Biological Control of a Newly Introduced Pest, the Eucalyptus Tortoise Beetle, Trachymela sloanei. (99CC014)
Program UC IPM competitive research grants program
Principal
investigators
J.G. Millar, Entomology, UC Riverside
T.D. Paine, Entomology, UC Riverside
M.S. Hoddle, Entomology, UC Riverside
Host/habitat Landscape Trees and Shrubs; Eucalyptus
Pest Eucalyptus Tortoise Beetle Trachymela sloanei
Discipline Entomology
Beneficial
organism
Enoggera reticulata
Review
panel
Cultural Controls
Start year (duration)  1999 (Two Years)
Objectives Develop and implement a biological control program targeting a recently introduced pest, the eucalyptus tortoise beetle, using a highly specific and well-studied pteromalid egg parasitoid, Enoggera reticulata.
Final report The eucalyptus tortoise beetle, Trachymela sloanei, was accidentally introduced into California from Australia about four years ago.
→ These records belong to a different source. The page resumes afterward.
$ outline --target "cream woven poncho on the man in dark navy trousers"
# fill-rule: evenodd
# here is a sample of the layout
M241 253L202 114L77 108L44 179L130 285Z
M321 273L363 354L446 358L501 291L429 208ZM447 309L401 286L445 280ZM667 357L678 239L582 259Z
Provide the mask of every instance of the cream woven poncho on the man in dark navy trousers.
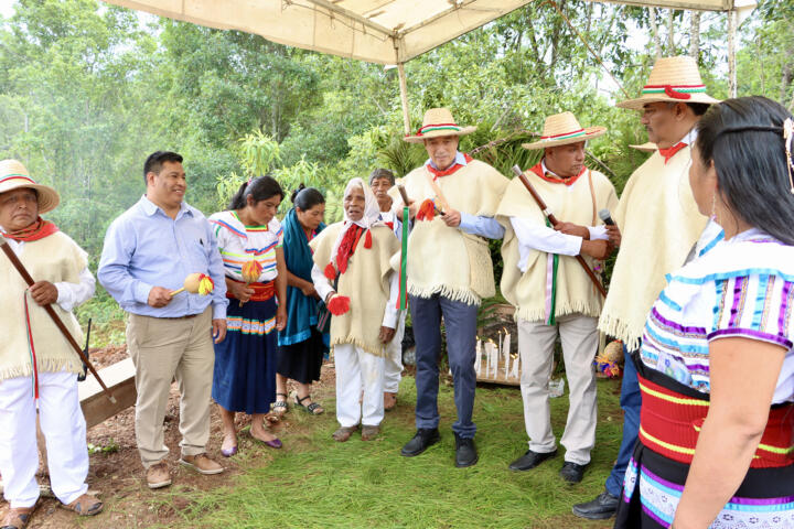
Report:
M436 198L425 165L404 179L408 197L420 204ZM430 177L432 175L430 174ZM454 173L436 180L450 207L478 216L493 217L509 181L487 163L472 160ZM395 204L403 201L390 191ZM512 231L509 224L506 231ZM408 293L419 298L441 294L453 301L479 305L496 293L487 241L447 226L440 215L417 220L408 237Z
In the absence of its natural enemies, populations of the beetle increased and spread rapidly. It is now distributed throughout southern California. Both the beetle and its larvae feed on eucalyptus foliage, and heavy populations can rapidly defoliate trees. In an effort to establish a control program for the beetle, we brought in a small pteromalid wasp, Enoggera reticulata, that parasitizes the eggs of the beetle. The wasp proved difficult to rear, but during the two-year period of the project, we were able to rear and release more than 4,000 wasps in four southern California counties. We also established sampling plans to quantify tortoise beetle damage to eucalyptus trees, to estimate beetle population densities, and to search for evidence that the parasitoid had successfully established breeding populations at one or more of the release sites. To date, there are indications that the wasp may be established and killing tortoise beetle eggs at one or more release sites, but we cannot be certain because we have not yet recovered any beetle eggs that contained developing parasites from any of our field sites. Furthermore, our sampling efforts have been hindered by the extensive damage caused by the redgum lerp psyllid, which has defoliated and killed many trees throughout southern California.